Hoteliers haben jedenfalls erkannt, womit sie die Gäste anlocken können. Derzeit sind das etwa flexible Buchungs- und Stornierungsbedingungen. "Sie wurden in der Krise als Verkaufsinstrument erkannt", so Schaffer. Ebenso wie die Digitalisierung. Um weniger direkten Kontakt mit Gästen haben zu müssen, werden spätestens jetzt in vielen Hotels berührungslose Lösungen umgesetzt, etwa zum Bezahlen, zum Ein- und Auschecken per Handy, für Zimmerservice-Bestellungen per App oder die digitale Rechnung.

Trotz Krise geht die Betreibersuche für neue Hotelprojekte weiter, berichtet Schaffer. "Sie wurde nur verlangsamt, nicht eingestellt", sagt er. Auch Hotel-Baustellen, die aufgrund der Krise stillgelegt wurden, kennt Schaffer nicht. Von CBRE heißt es: Der Hotelinvestmentmarkt in Wien ist im Moment sehr ruhig. Mehr Bewegung wird aber in der zweiten Jahreshälfte erwartet.

Steigende Betriebskosten

Eine schwere Zeit steht dem Hotelmarkt dennoch bevor, denn neben den Verlusten der letzten Monate werden in Zukunft auch die Betriebskosten durch verstärkte Hygienemaßnahmen steigen. Hotels müssen nun mit neuen Angeboten punkten, etwa Essen à la carte, um Schlangen an Buffets zu vermeiden, oder Angebote zum Mobile Working, das sich im Zuge der Krise stark etabliert hat.

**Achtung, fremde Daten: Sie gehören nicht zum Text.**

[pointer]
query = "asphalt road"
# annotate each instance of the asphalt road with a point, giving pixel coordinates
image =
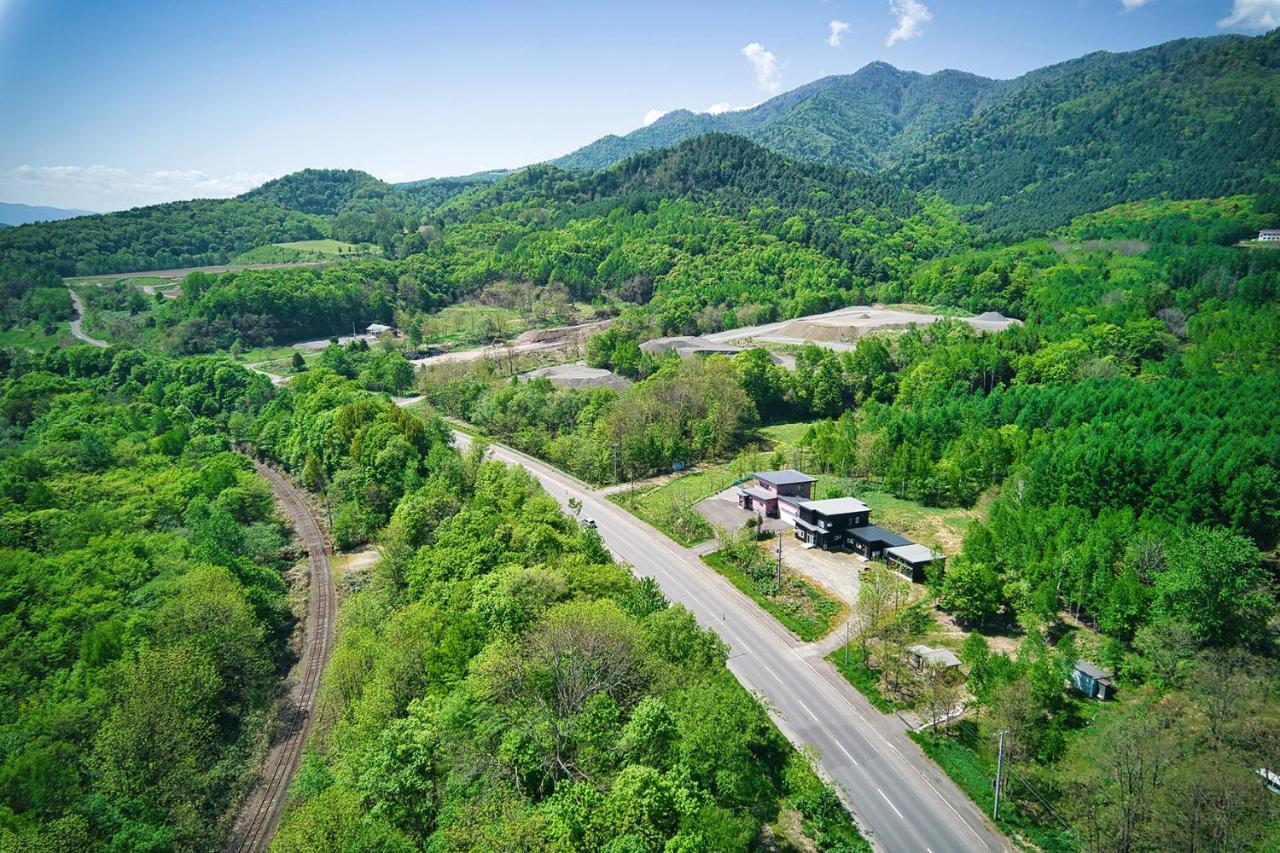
(900, 798)
(260, 813)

Der fehlende Auslandstourismus trifft im Übrigen nicht alle Länder in Europa so hart wie Österreich. In manchen Regionen Deutschlands etwa liegt der Anteil der Inlandstouristen bei 80 Prozent. Begehrt ist diese Urlaubsform nach Deutschland auch in Großbritannien und Italien. (Bernadette Redl, 31.5.2020)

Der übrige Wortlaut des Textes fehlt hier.